Diablo III’s production director John Hight responded to the incident with an official statement. Apart from some basic explanations, it includes a highly normative subtext and an evaluation of players’ behaviour:

“To all of you who reported this to us, thank you! As soon as we confirmed what was happening, we took the Auction Houses in the Americas offline and suspended gold trading in order to isolate the problem. From there, we were able to troubleshoot, develop a fix, test it, and deploy it to all regions before the day ended (…) While this was happening, we locked accounts that appeared to be exploiting the bug as well as collaborators that held gold or items for the exploiters. Once we confirmed that an account was involved in this exploit, we either banned or rolled back the account depending on their activity. (…) we have already recaptured more than 85% of the excess gold from the accounts involved, and over the days ahead we will continue to pore over our audit data to reclaim as much duplicate currency as possible. (…) We highly value fair play, and we’re going to continue to monitor the game and take steps necessary to prevent exploits like this from happening in the future.”

Phrases such as “reporting”, “exploiting/exploiters” or “fairness/fair play” unfold a highly normative discourse. The users’ reaction to the bug is not seen as awareness-raising behaviour as it is continuously claimed for comparable hacking activities. Their recognition and usage of the error is criminalised ‒ even though they have been handling it in a way which does, in the end, correspond with an aim that is highly encouraged or even demanded by Diablo’s predefined gameplay: gathering gold. Particularly the openness of players regarding their behaviour, e.g. through Youtube videos and Reddit discussions, casts doubt on whether Blizzard owes the disclosure of the gold-dupe-bug to passive observers/reporters. The way that users were showing off their discovery questions such a black-and-white narrative.

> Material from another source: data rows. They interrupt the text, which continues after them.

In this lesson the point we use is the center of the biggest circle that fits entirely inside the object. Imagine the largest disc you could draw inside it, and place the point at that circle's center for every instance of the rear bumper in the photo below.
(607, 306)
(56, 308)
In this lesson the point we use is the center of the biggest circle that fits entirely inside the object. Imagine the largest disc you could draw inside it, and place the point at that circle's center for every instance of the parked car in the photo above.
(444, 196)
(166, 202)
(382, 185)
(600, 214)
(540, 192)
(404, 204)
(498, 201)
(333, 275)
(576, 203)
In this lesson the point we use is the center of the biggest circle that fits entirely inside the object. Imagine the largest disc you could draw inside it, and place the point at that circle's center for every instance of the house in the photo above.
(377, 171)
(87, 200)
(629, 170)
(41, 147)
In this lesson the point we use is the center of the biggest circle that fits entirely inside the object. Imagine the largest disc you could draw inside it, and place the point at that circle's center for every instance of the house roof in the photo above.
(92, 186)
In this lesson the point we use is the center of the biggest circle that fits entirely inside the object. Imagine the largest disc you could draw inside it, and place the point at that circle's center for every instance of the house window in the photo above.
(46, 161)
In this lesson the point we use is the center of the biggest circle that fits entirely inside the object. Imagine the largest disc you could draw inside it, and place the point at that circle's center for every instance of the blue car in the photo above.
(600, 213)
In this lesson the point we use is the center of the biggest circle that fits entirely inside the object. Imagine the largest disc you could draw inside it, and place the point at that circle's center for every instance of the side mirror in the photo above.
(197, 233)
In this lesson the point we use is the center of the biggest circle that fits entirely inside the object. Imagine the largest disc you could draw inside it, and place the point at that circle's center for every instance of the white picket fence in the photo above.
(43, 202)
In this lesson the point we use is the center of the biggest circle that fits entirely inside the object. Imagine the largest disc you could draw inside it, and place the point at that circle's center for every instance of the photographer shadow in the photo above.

As stated in the Diablo III Exploitation Policy, “(…) an appropriate penalty for exploitation is determined by whether or not: The exploit is performed intentionally, maliciously, or repeatedly. The exploit damages another hero or their gameplay. An attempt has been made to conceal the exploit’s use”. With currently banning and resetting involved accounts, Blizzard sets a warning signal for all players. They enforce a practical as well as a normative punishment that lends weight to an ethically founded (instead of knowledge based) user behaviour and a top-down defined norm of fair play ‒ particularly regarding the relation of gamer and game developer. Gold dupes have occurred earlier on and were often discussed/promoted publicly. This time however, seeing the controversial real-money auction house, Blizzard needs to unconditionally promote and enforce a gaming ideology that does not allow for a terminology of playful cheating or critical hacking, but criminalises such a behaviour as anti-social and directed against the community. Demonstrating their ethical and social superiority now culminated in “(…) donating all proceeds from auctions conducted by the suspended or banned players—including all of THEIR sale proceeds that we intercepted as well as our transaction fee—to Children’s Miracle Network Hospitals”. That should appear sufficiently altruistic in order to get away from the question of whether one should accuse the players who recognized and used the gold-dupe-bug, or a company that discovered the intersection of real-money and in-game economy as a profitable, but highly risky business model.